Природа справляла свой великолепный пир. Гимн ее несся к тому бездонному небу, где жаворонки купаются в синеве воздуха и где они так сладостно поют.
Путилин выпрямился.
— Слушай. Сегодня поутру ко мне пришел крестьянин этой проклятой усадьбы. Она принадлежит…
— Кому?
— Не догадываешься?
— Нет.
— Она принадлежит богатейшему дельцу из «потомственных русских дворян», награбившему деньги и решившемуся отдохнуть на «новой земле». Это Ехменьев — барин хоть куда. Он женат… Одна дочь от прежней жены в пруду утопилась.
— Но при чем же здесь ты, Иван Дмитриевич?
— Слухом земля полнится, доктор. Крестьянин — он арендует у барина хуторок один. Как его угораздило узнать, кто я, — не знаю, знаю только, что он мне поведал историю. В лицах, в подлинных диалогах я ее изображу тебе.
— Батюшка, ваше превосходительство, спасите!
— Кого? Что? Почему?
— Лютый помещик живет у нас. Нас всех в кабалу взял. Ты ему и так, и этак работай.
— Кто же он?
— Ехменьев. И-и, зверь, одно слово! Шкуру дерет с человека.
— А чем же?
— А чем попало. Бьет мужика, который ему задолжался, а сам таково гневно кричит: «Будете с… с-ны… понимать теперь, как на волю стремиться?! Мы, божьей милости, отцов ваших на конюшне драли, а вы — о свободе возмечтали?! Бить вас! Всю дурь выбить из ваших хамьих костей».
— Да это еще что… Мы, значит, привыкли, чтобы нас били. А вот как он супружницу свою мучает.
— Ты, доктор, понимаешь, что я насторожился.
— Как же мучает он супругу свою? — спрашиваю его.
Ухмыляется он.
— Вот до чего ревнивый черт — не приведи Господи! Одно слово — зверь лютый! Не только к господам ревнует, к парню каждому. А барыня Евдокия Николаевна — хо-ро-о-шая барыня, не только лицом, а прямо, можно сказать, обхождением всем. Уж она, голубка, никого не обидит, никого без внимания не оставит. А он, постылый, мучениям ее придает.
— Каким же таким мучениям?
— А вот на глазах ее бить, драть, сечь велит Ирод великий тех, значит, кого барыня любит. Держит ее, а сам кричит своим палачам: «Растяни, всыпь до последней кожи! Пусть полюбуется!» Сомлеет, это, барыня, дух в ей от жалости сопрется.
— Подлец ты, самый настоящий подлец! И что ты это делаешь? Ведь кровь их, мужиков, на тебе, проклятом, отольется!

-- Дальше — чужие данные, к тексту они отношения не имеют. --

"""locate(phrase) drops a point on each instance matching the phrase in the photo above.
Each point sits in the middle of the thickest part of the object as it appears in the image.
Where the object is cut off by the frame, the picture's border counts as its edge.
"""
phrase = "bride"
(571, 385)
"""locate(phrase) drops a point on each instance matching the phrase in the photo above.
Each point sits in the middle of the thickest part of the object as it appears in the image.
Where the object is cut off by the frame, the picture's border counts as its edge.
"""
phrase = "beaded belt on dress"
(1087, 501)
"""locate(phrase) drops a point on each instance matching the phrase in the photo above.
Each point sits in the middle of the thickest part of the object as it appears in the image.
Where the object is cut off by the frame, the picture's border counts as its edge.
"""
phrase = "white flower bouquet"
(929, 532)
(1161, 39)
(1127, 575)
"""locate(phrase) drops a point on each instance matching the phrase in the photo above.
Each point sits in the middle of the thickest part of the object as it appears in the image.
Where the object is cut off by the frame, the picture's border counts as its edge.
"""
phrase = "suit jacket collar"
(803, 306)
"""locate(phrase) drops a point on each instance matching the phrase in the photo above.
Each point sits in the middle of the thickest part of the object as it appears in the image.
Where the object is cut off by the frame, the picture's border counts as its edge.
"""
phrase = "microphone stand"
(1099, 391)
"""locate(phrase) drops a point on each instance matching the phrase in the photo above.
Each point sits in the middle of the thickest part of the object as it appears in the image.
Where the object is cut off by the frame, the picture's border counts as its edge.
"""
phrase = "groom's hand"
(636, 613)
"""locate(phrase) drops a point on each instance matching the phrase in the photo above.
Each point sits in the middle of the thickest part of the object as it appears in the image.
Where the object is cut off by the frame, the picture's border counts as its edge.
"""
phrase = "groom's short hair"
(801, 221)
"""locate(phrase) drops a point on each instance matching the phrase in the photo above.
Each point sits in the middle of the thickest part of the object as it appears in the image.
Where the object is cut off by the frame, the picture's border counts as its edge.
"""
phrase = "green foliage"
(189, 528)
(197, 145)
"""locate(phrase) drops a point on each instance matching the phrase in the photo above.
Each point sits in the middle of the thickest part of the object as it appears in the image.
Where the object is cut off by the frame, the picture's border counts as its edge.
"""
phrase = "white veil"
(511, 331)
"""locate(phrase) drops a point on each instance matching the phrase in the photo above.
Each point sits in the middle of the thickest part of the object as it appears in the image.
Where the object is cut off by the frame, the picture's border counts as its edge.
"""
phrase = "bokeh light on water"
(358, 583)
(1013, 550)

Хохочет только лютый помещик.
— Жалко?
— За тебя стыдно…
Путилин в волнении прошелся по саду.
— Ты понимаешь теперь, что рассказал мне крестьянин?
— Понимаю, Иван Дмитриевич.
— И ты… ты полагаешь, что я могу оставить это дело без расследования? Я, стало быть, должен быть немым свидетелем того, как лютый помещик будет предавать мучениям, издевательствам всех, вплоть до своей горемычной жены?

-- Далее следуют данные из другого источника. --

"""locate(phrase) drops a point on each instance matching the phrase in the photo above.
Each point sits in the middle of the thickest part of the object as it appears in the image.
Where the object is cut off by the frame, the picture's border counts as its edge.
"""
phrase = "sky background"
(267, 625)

Что я мог ответить благороднейшему человеку? Борьба во мне происходила: с одной стороны, мне дорого было его здоровье, с другой, — я чувствовал, что он глубоко прав. Разве не было необходимо расследовать и, главное, пресечь, зверства лютого помещика? Это был зверь, по-видимому. Когда мы заканчивали наш разговор, к нам подошел высокий, рослый господин с толстым лицом, обрамленным густой каштановой бородой.
— Позвольте представиться, соседний помещик Евграф Игнатьевич Ехменьев.
И он протянул мне руку.
Как-то невольно я отшатнулся. Противно было пожимать руку подлецу.
Путилин выразительно поглядел на меня. Это был особенный, путилинский взгляд.